A crash during stage nine of the Tour de France saw Richie Porte become the first general classification contender to abandon the 2018 race, but the Australian is turning his attention to the Vuelta and World Championships.
“The goal is to get past stage 9 next year…,” Porte said about 2019 Tour de France. “What happened this year has left me more motivated for the Tour. 100 per cent of the motivation is there (for 2019). It was inspiring to see Geraint win the Tour. I’ve seen so much of his bad luck first hand and so to see him win the Tour does give you a bit more motivation.
“Obviously it was disappointing to crash out again and be at home watching on the sofa again, especially how the Tour was this year. As soon as it went up to the mountains and Team Sky took control, and we figured how the race would have turned, it would have been an ideal scenario for myself.
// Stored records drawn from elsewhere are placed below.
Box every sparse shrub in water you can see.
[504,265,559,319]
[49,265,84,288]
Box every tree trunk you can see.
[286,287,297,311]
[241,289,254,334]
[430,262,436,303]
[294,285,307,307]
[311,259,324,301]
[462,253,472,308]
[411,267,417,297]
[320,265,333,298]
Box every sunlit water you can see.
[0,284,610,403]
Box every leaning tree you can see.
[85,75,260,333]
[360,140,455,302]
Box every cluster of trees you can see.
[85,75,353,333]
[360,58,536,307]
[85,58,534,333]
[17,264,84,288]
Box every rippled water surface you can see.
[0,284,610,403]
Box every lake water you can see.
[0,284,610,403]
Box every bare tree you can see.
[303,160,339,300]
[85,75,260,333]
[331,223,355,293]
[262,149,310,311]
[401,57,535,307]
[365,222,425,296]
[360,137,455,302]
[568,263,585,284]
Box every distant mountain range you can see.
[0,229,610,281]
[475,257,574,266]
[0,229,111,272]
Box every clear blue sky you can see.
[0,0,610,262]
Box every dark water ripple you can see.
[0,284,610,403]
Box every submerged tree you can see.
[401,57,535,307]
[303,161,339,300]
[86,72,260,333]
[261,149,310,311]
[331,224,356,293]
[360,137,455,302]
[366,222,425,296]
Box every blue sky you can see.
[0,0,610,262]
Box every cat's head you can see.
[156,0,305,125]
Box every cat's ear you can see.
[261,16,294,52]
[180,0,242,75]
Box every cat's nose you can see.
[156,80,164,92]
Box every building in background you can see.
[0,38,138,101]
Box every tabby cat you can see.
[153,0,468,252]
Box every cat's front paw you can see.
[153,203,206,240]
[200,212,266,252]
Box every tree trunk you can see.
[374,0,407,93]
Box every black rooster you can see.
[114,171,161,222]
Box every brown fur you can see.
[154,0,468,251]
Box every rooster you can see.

“But full credit to Geraint, we’re quite good friends. We trained together before the Tour and I saw a different Geraint. He was super motivated going into it, I’ve never seen him so switched on. I guess he took confidence out of winning the Dauphine. When you know Geraint like I do, it’s not a surprise he finally puts it all together and doesn’t have any bad luck in the race. It’s not a massive surprise to see him up there; he’s one of the most talented.”
“I’ll find out where I’m at during the Vuelta like a lot of guys,” Porte said. “The biggest goal is Worlds now. A couple of days after the crash, it was nice to get a message from Brad McGee, the Aussie national team selector. He put that thought in my head and that motivated me to get my act together to get back before the season is out.
“I think there are 10 days between the Vuelta and the time trial so hopefully that’s enough time to get some recovery and check out the courses,” Porte explains. “The time trial is some like 52km, that’s a long one. But I’ll have a go at it. I think the road race course is good for me, it’s not one you often see one so tough like that.”
“I last ride the Vuelta in 2012 and I got an absolute kicking,” he recalls. “The Vuelta is not the race to ride unless you’re 100 per cent motivated. It’s hard. It’s like that last chance saloon; there are guys looking for contracts, guys who are absolutely flying. People said it’s the most relaxed of the Grand Tours, with an organised gruppetto. But I was out the back at 14km into a stage and there was no organized gruppetto.
“I don’t know where my form will be but that’s a nice goal to go to the Vuelta and try to see how it goes.”